Every aspect of the scientific enterprise is set up to prioritize researchers’ goals and interests over the goals and interests of community members. Even Institutional Review Boards (IRBs), groups mandated by the US government to ensure “appropriate steps are taken to protect the rights and welfare of humans participating as subjects in the research,” often assume that it’s ethical to extract information from communities without sharing it back or considering community members’ own priorities, interpretations, or concerns. In fact, when we recently tried to get IRB approval to decide collaboratively with participants over the course of a study whether and how to share the data from the study, the IRB pushed back, explaining that if participants consented to the possibility of data sharing at the beginning of the study, we shouldn’t ask them again. From the IRB’s perspective, researchers are only obligated to obtain a participant’s signature on a consent form before beginning a study or (depending on the study) hand them an information sheet. Once the participant agrees to participate and provides any data, they lose any voice in how the information is interpreted or shared. It belongs to the researcher. K thx bye.
I guess what I’m saying is, Littman wasn’t operating in a vacuum. She was operating within a culture, institutions, and systems that many of us scientists are participating in and contributing to. And the unquestioned prioritization of researcher over participant, this laundering of subjective outsider perceptions into Scientific Truth—these often unquestioned aspects of our systems and culture result in real harm to real people.
What’s the Alternative?
There are many other ways to do science, developed and practiced around the world.
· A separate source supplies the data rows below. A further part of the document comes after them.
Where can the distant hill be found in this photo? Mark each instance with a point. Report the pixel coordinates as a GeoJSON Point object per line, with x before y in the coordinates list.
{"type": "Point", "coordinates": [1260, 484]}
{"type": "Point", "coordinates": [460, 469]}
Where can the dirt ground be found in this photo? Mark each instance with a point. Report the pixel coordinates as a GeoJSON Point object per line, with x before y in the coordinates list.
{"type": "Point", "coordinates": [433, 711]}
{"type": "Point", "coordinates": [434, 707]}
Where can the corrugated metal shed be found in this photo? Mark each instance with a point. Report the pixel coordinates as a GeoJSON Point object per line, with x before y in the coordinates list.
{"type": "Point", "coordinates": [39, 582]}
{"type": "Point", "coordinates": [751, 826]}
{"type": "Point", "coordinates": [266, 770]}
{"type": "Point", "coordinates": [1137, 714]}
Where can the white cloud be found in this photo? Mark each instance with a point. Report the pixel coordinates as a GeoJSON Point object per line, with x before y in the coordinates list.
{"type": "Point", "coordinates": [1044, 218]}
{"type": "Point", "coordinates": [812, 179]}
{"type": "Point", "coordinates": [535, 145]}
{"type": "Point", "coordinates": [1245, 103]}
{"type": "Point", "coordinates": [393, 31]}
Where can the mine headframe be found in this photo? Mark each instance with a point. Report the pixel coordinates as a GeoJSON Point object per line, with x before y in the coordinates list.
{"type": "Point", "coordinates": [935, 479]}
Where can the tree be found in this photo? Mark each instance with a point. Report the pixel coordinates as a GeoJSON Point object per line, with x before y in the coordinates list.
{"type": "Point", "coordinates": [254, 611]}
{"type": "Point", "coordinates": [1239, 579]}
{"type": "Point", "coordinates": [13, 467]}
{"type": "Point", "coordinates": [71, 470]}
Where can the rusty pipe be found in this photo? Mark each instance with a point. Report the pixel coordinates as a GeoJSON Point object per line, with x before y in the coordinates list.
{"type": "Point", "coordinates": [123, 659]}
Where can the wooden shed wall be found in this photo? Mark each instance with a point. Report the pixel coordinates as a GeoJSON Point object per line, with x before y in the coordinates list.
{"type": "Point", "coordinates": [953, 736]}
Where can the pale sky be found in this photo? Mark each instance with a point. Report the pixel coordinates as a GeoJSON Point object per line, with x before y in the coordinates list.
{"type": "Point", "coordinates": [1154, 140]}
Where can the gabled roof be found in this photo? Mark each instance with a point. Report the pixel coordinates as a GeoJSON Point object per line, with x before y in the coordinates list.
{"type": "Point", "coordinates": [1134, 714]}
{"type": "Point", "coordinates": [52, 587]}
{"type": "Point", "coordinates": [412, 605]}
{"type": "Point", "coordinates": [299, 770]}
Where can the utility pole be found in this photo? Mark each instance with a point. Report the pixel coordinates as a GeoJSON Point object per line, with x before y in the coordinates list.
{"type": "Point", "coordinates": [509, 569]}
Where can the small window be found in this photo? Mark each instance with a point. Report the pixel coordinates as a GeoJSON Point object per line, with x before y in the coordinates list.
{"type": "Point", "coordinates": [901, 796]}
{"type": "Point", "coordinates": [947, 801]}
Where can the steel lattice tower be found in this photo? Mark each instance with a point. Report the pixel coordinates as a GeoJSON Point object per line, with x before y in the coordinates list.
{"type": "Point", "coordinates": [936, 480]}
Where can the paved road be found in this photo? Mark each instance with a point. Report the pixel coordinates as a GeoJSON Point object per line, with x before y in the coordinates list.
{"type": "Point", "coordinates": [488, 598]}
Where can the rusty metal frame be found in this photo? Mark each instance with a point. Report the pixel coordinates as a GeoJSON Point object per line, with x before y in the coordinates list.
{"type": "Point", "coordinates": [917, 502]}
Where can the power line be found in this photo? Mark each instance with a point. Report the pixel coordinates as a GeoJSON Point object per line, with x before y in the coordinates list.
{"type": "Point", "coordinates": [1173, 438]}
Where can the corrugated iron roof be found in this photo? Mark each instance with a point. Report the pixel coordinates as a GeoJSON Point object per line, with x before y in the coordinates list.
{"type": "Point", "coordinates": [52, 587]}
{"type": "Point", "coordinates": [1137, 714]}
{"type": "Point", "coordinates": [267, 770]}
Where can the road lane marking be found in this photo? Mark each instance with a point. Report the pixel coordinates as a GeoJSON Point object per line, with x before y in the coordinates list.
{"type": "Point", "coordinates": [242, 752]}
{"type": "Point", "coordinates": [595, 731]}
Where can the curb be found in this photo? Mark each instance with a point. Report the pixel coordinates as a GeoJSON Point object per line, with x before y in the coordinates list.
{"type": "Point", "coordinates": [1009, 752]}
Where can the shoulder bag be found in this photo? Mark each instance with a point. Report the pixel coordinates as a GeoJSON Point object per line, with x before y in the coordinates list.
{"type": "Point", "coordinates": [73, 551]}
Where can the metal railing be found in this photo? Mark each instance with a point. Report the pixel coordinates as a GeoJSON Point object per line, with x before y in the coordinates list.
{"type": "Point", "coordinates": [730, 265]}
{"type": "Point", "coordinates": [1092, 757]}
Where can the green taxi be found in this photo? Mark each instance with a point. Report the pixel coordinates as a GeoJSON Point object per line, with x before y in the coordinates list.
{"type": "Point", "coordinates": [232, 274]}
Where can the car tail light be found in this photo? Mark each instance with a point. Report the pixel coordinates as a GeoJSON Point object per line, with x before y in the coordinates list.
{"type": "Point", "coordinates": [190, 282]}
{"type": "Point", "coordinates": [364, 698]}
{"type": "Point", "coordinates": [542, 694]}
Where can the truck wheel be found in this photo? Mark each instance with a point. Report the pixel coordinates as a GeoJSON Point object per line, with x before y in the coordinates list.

Participatory Action Research (PAR) describes an alternative approach to science that centers the needs, goals, and expertise of community members at every stage of the research process. PAR projects often involve:
A Community-Centric Approach: Instead of getting passively studied as data points, marginalized and targeted people with lived experience determine how research moves forward.
Active Participation: Community members are not subjects to be examined; they’re co-creators determining the research goals, questions, and methods.
Reclaiming Power: PAR empowers individuals to challenge systemic norms, amplifying voices misrepresented in colonial power structures.
Tangible Impact: Instead of institutions consuming marginalized people’s stories and extracting labor to empower unjust systems, community members decide how (and with whom) to share research findings.
Especially as a researcher trained in mainstream psychological methods and practices, taking the first steps into a new participatory action research project can be full of unexpected questions and challenges to navigate. That’s one of at least 73 reasons why I’m partnering with parent activist and expert community collaborator Ashia Ray from Raising Luminaries, who is not steeped in all the assumptions of academia and asks brilliant questions like “how will we share what we learn along the way?” This blog will serve as one answer to that question–some notes from the field for other researchers who might be curious about the questions and ideas we grapple with as our PAR journey unfolds.